Stablecoins drive 85% 2025 surge in trafficking flows

What to Know:

- Crypto trafficking rose 85% in 2025, reaching hundreds of millions.
- Stablecoins and escrow services ease cross-border payments, scaling criminal networks.
- Blockchain traceability aids investigations; DOJ refocuses on prosecuting trafficking harms.
Analysis: Why stablecoins and Telegram escrow scale illicit payments

Crypto human trafficking rose roughly 85% year over year in 2025, reaching hundreds of millions of dollars in flows, based on data from Chainalysis. The analysis spans sex trafficking, forced labor linked to scam compounds, and child sexual abuse material, reflecting a broadening criminal footprint.

Stablecoin payments and Telegram-style guarantee or escrow services reduce cross-border friction and help networks scale, the report indicates. Yet crypto’s traceable ledgers also create investigative leads when paired with blockchain analytics and coordinated compliance action.

Reflecting that duality, the U.S. Department of Justice disbanded the National Cryptocurrency Enforcement Team and redirected focus toward prosecuting criminal conduct such as trafficking, according to the Associated Press. The recalibration suggests prioritizing cases where digital assets facilitate clear harms over purely regulatory disputes.

Across categories, networks route proceeds via stablecoin payments, leverage intermediated “guarantee” or escrow arrangements on messaging apps, and engage cross-border money brokers. These patterns align with flows tied to Southeast Asian exploitation hubs and related laundering infrastructure.

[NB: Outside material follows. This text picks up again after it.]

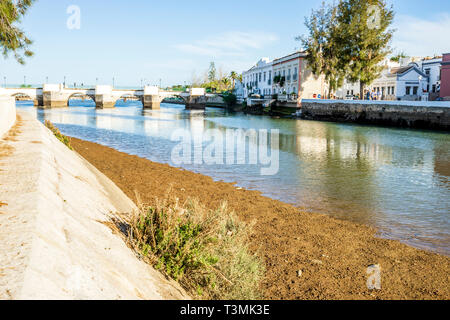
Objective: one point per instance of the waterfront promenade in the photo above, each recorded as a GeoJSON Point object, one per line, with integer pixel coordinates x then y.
{"type": "Point", "coordinates": [64, 203]}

In the child sexual abuse material economy, the Internet Watch Foundation reported 312,030 reports in 2025 and shares any identified payment information with law enforcement to support investigations. This highlights how on-chain evidence can complement victim-centered takedowns while avoiding conflation with consensual adult services.

That visibility has intensified debate over platform responsibility, with advocates urging messaging platforms and stablecoin issuers to restrict abusive accounts or freeze assets where abuse is evident. “Why are Telegram and Tether OK with making money from the exploitation of humans? They know this is happening … They allow these criminal operations to continue to use their tools,” said Erin West, former prosecutor with Operation Shamrock.

At the state level, Manhattan District Attorney Alvin Bragg has urged licensing, strong KYC, and penalties for unlicensed crypto businesses to close enforcement blind spots, as reported by Decrypt. In parallel, investigators increasingly rely on blockchain analytics to trace flows, seize funds, and pursue restitution where possible.

At the time of this writing, Coinbase Global (COIN) traded near $161.04, up about 10.21% intraday, per delayed Nasdaq real-time data. This market context is background only and not related to specific enforcement matters.